08:24 AM, 02 Mar 2024 (AUS EST)   The market is currently closed       

What Is Ethical Investing?

Ethical Investments are also sometimes referred to as Socially Responsible Investments, SRI. Some reports suggest that these types of funds will reach the value of 3 trillion dollars by 2011 in the USA and $15.73 billion in Australia. What are they and how does it affect our lives?

If someone came to your doorstep asking for money to cause a disease, or carry out a terrorist attack we would quickly rebuff them and call the authorities. But what about the more grey area of investing in companies that engage in practices that go against our moral code? Could we be giving tacit approval to their actions and even provide the means for them to prosper by investing in their shares?

What Do You Believe In?

Before we talk about ethical investing we need to analyze what our ethics or belief system principles are. Here are a few questions we could ask ourselves to start:

  • Which is more important to me: the long term sustainability of our environment or the shorter term social aspect of saving of our economy?
  • Am I okay if a company creates toxic fumes or sells addicting products such as tobacco?
  • What is my stance on stem cell research where embryos are used?

While there is no one standard for morals, some traditional values are held by a large population that include respect for honest people, looking after our environment, and not creating, assisting, or even inadvertently causing disease, death, and destruction. How far each person will take this issue is a personal matter.

Funds have been created that will only include investments that are ethically sound. Let’s look at one example of a company that some consider to be unethical.

Monsanto and Ethical Investments

Monsanto is a company that has strong ties to genetically modified foods. Some studies have shown these foods to release harmful chemicals into the food chain supply. Monsanto also sells GM (genetically modified) seeds to farmers. These poor farmers will buy one year’s supply of seed and grow a crop. They will use the seed from the crop to help with next year’s supply. However, in the goal of increasing profits, Monsanto made the seed grown from the crop impotent. The farmer is either forced to buy more seed annually or not grow a crop for the second year. Many farmers are too poor to buy seed every year and so famine increases.

A flurry of lawsuits has been launched against this company. Ethical investors will generally avoid any contact with this company. The list provided here details funds that include Monsanto as an investment. These would not be considered ethical investments.

Two Methods of Ethical Investments: Active and Passive

There are two basic guiding principles when it comes to ethical investing: buying into ethical stocks, and staying away from unethical stocks.
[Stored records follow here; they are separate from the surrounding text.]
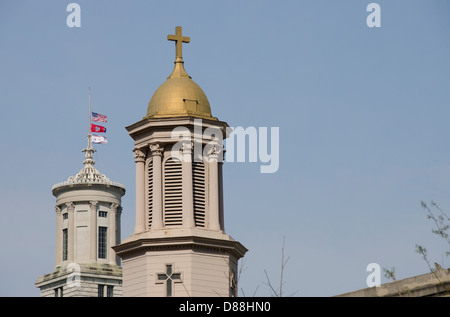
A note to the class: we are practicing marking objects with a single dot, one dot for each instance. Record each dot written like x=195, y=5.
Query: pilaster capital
x=156, y=149
x=186, y=147
x=70, y=206
x=214, y=153
x=114, y=207
x=93, y=204
x=139, y=156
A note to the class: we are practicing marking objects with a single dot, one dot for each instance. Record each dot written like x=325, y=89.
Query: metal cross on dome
x=168, y=277
x=179, y=40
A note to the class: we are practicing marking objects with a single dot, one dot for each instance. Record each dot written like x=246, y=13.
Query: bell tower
x=179, y=246
x=88, y=210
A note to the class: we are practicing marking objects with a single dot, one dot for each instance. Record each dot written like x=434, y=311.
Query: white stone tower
x=179, y=246
x=88, y=209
Positive Investment Screening: These refer to finding companies and investment opportunities that actively promote the ideals you believe in. This is taking an active approach. To find a positive ethical investment do the following:

  • Write down a list of core values that you hold dear. Next, actively screen for companies that have those values. Focus on their main business core. Do not be fooled into companies that try to ease their conscience by charitable donations toward worthwhile causes.
  • Use online tools such as this one for Socially Responsible Investing that will detail different ethical funds as to how they uphold such values as climate, pollution, community development, labor relations, alcohol, animal testing, and more. For Australia you can follow this link to read about Australia Ethical Investment and Superannuation funds here.

Negative Investment Screening: The goal of this screening tactic is to come up with a list of stocks we want to exclude for investment choices. Broadly this can be performed by excluding entire industry groups that go against your values. This would be viewed as a more passive approach. Most online stock screeners will allow for this type of industry exclusion.

Getting Help with Your Socially Responsible Investment

This is a three pronged approach when creating a socially responsible environment.

  • First, you can lead you life in a manner that coincides with your values. This may mean limiting your purchase of certain plastics or Styrofoam, carpooling, bicycling, or taking public transit, installing fluorescent lights and so on.
  • Second, you can pick a mutual fund or ETF fund that has a manager with core values similar to your own. By reading their prospectus you will quickly get a feel for the ‘ethicalness’ of their product.
  • Third, you can use screeners, ‘green’ websites, and professionals to direct you toward certain stocks and investment opportunities. In a sense you are your own ethical manager that picks stocks and shares based on your own custom criteria. This allows for the most flexibility to include or exclude certain companies, although the work involved is more than option two.

What Sort of Returns Can I Expect?

When it comes to managed funds, what sort of return expectation is there when picking a socially responsible one? Often, people assume that ethical companies that do not engage in the under-handed practices of their peers cannot out-perform unethical ones. However, other studies suggest that ethical funds have prospered and experienced decent growth, such as in 2002, while traditional funds were contracting in value.

It is unclear though why the funds are experiencing growth. Because our world is becoming more ‘green’ conscious, this has led to increased interest in these funds. Is the growth led by bottom line appreciation in the invested companies, or are the funds rising due to the SRI attraction of late? This is hard to distinguish.

Nonetheless, if ethical investing is something that fits with your core values, it is a responsible way to make money while feeling good about your gains.